Film Review: ‘Censored Voices’

★★★☆☆

1967’s Six-Day War provides the setting for Censored Voices (2015), an arresting oral account of the conflict from the mouths of soldiers fresh from the battlefield; though one that never pushes its subject as far as it might. In a similar vein to recent docs like Liz Garbus’ Love, Marilyn (2012) and Vanessa Lupa’s The Decent One, Mor Loushy’s film hinges on the unearthing of previously undiscovered personal ruminations. Until now, much of the audio remained under the lock and key of the Israeli army.

Rather than Marilyn’s diaries or Himmler’s correspondence, these are tape recordings from the weeks following the war in which Israeli soldiers opine, often eloquently, on their experiences. As these cassettes relay their crackling dialogue, reaching forward through almost fifty years, Loushy sets them to a breadth of archival footage from the period, as well as inserts from the present day, mostly of the men sat, inscrutably listening to their younger selves. Writer Amos Oz, whose childhood memoirs have recently been filmed as Natalie Portman’s A Tale of Love and Darkness, was involved in the recordings and found people’s willingness to open up miraculous: “I didn’t think people would; I didn’t think I would.”

Although he explicitly states that the intention was to capture not what these fighters did but how they felt, it is undeniable that Censored Voices struggles through its opening section to break free of conventional recollection and dry delivery. Some juxtaposition is clear in the euphoric descriptions of the victory and the far less triumphant language used as Oz toured kibbutzes collecting his contemporaries’ testimonies, but the fact that the glossy modern footage does not interrogate whether those sentiments endured limits the scope of the piece to that of a time capsule. Some of the subjects express shame, grief or affirmation through almost imperceptible expressions as they take in their words of years previous, but their hindsight is never truly engaged with. When one soldier near the film’s close questions, “are we doomed to bomb villages every decade for defence purposes?” it is an incredibly prescient and thought-provoking moment.

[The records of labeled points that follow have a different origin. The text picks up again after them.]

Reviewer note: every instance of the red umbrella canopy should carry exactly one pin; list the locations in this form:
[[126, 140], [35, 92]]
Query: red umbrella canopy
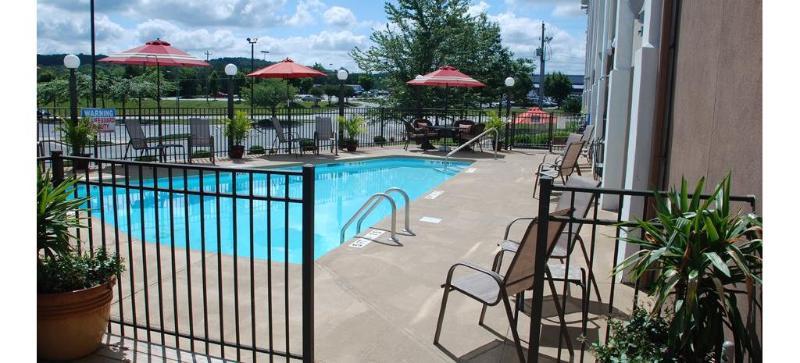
[[446, 76], [286, 69], [156, 52]]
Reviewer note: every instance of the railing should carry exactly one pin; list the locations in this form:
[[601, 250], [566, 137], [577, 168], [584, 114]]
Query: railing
[[475, 139], [383, 126], [600, 231], [219, 261]]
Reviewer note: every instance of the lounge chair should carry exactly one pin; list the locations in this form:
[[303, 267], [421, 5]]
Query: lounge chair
[[420, 135], [490, 287], [282, 136], [324, 132], [561, 168], [566, 242], [139, 142], [200, 136]]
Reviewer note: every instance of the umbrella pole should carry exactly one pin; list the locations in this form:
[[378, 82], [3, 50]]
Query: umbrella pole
[[158, 106]]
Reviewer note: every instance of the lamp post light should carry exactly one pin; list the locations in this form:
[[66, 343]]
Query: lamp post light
[[252, 42], [72, 62], [230, 70], [341, 75], [509, 83]]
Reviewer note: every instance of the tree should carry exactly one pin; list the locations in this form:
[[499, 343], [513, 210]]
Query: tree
[[317, 92], [423, 35], [366, 81], [271, 93], [557, 86]]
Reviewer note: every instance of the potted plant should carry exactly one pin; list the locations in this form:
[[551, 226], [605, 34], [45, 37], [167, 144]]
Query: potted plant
[[237, 130], [495, 122], [703, 253], [74, 289], [353, 127], [78, 134]]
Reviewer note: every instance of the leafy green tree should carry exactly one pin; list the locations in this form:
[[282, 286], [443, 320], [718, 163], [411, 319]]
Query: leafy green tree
[[317, 92], [366, 81], [557, 86], [423, 35], [271, 93]]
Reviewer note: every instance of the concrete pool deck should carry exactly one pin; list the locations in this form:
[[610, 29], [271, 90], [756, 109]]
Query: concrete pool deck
[[379, 303]]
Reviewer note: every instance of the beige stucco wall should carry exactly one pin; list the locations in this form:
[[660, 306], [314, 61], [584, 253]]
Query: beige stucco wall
[[717, 100]]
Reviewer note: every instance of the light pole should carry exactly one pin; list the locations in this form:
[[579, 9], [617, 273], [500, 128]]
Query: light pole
[[72, 62], [341, 75], [230, 70], [252, 42], [509, 83]]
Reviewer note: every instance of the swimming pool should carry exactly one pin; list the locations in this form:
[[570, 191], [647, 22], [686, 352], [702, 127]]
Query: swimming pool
[[340, 189]]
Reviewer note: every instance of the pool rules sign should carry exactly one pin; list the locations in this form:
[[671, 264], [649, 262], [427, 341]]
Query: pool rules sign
[[103, 118]]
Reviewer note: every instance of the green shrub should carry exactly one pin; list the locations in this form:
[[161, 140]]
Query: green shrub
[[238, 128], [643, 338], [256, 150]]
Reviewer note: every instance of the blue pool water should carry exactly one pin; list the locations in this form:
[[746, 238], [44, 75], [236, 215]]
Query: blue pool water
[[340, 189]]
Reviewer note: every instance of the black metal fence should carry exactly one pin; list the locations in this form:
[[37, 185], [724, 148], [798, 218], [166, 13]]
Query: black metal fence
[[219, 261], [542, 131], [606, 296], [383, 126]]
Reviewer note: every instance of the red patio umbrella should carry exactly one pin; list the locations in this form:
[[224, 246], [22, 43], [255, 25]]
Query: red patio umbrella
[[156, 53], [287, 69], [446, 76]]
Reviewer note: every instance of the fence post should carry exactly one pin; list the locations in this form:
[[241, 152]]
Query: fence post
[[546, 184], [308, 263], [57, 166], [550, 133]]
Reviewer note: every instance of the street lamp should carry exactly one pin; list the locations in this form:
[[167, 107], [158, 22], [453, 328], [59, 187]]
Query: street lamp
[[72, 62], [341, 75], [252, 42], [230, 70], [509, 83]]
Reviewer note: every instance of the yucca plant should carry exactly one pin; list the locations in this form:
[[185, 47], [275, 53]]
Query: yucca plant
[[703, 253]]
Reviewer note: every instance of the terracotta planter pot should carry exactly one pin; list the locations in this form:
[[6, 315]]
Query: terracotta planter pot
[[236, 152], [70, 325]]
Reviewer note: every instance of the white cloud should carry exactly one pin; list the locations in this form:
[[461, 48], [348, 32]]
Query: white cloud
[[568, 10], [477, 9], [339, 16], [304, 12], [567, 53]]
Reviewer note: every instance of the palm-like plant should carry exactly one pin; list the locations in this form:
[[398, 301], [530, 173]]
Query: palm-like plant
[[704, 253], [56, 214]]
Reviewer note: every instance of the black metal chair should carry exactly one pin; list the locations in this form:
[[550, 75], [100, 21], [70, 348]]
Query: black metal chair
[[200, 136], [140, 143]]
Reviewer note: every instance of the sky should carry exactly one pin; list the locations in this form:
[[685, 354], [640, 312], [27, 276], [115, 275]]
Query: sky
[[308, 31]]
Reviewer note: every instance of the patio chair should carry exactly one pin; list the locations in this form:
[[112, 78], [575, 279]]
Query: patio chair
[[324, 132], [561, 168], [421, 136], [490, 287], [564, 246], [282, 136], [200, 136], [139, 142]]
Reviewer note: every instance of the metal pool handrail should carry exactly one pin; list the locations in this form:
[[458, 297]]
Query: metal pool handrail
[[402, 192], [472, 140], [364, 206]]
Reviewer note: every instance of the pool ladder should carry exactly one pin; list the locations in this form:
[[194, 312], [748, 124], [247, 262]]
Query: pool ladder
[[371, 204]]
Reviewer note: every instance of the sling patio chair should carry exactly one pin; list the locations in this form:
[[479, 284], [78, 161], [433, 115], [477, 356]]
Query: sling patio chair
[[200, 136], [421, 136], [580, 205], [324, 132], [139, 142], [282, 136], [490, 287], [561, 168]]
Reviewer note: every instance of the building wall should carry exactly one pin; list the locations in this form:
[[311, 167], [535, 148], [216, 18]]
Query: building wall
[[716, 113]]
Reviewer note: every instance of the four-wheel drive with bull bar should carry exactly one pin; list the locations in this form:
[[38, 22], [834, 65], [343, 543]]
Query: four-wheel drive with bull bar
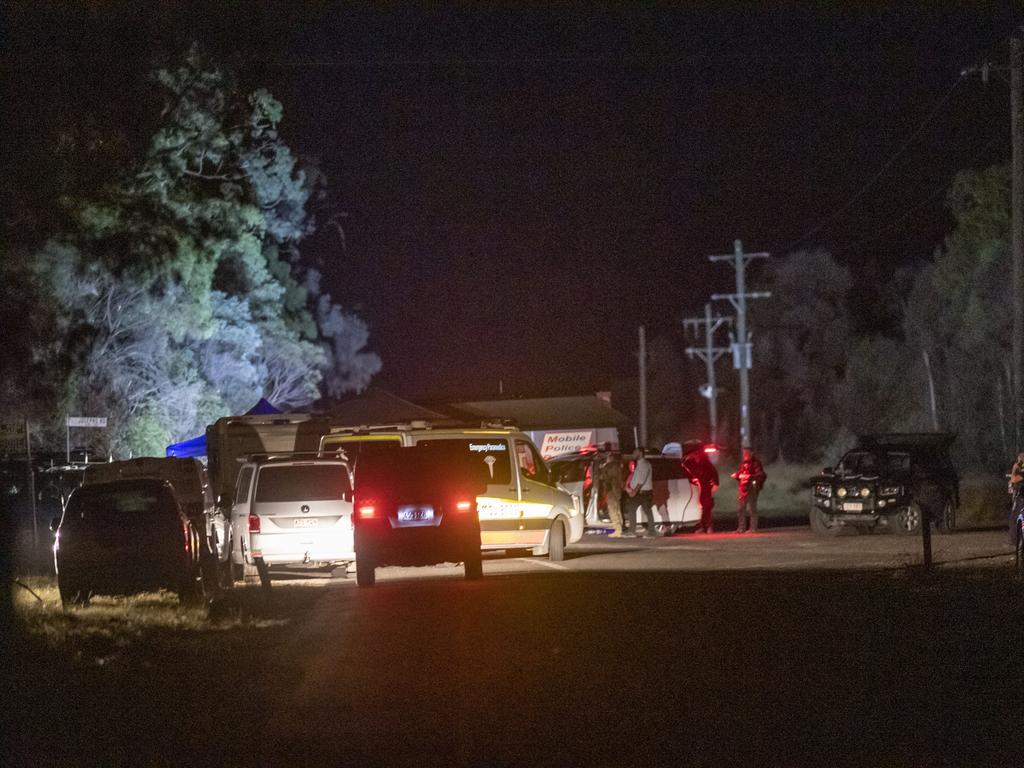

Regrettably, there is no follow-up to reflect on that forethought. There are times when this is evident without investigation, however, and as Israel beat the odds and extended their borders into Egypt, Syria and Jerusalem the lack of jingoistic nationalism is marked. “Zionism is a tragedy from the start,” says one man, not because of the belief in a Jewish state, but due to the inherent dislocation of other people from their homelands. In the most upsetting sequences, soldiers see similarities between those they have forced from their homes to the Jews shuffling like sheep into concentration camps. In some instances this link is made by people who are old enough to recall both. It’s in these kinds of moments that Loushy’s film truly excels, but too often Censored Voices suffers from its subjects modern day silence, regardless of the reasons behind it.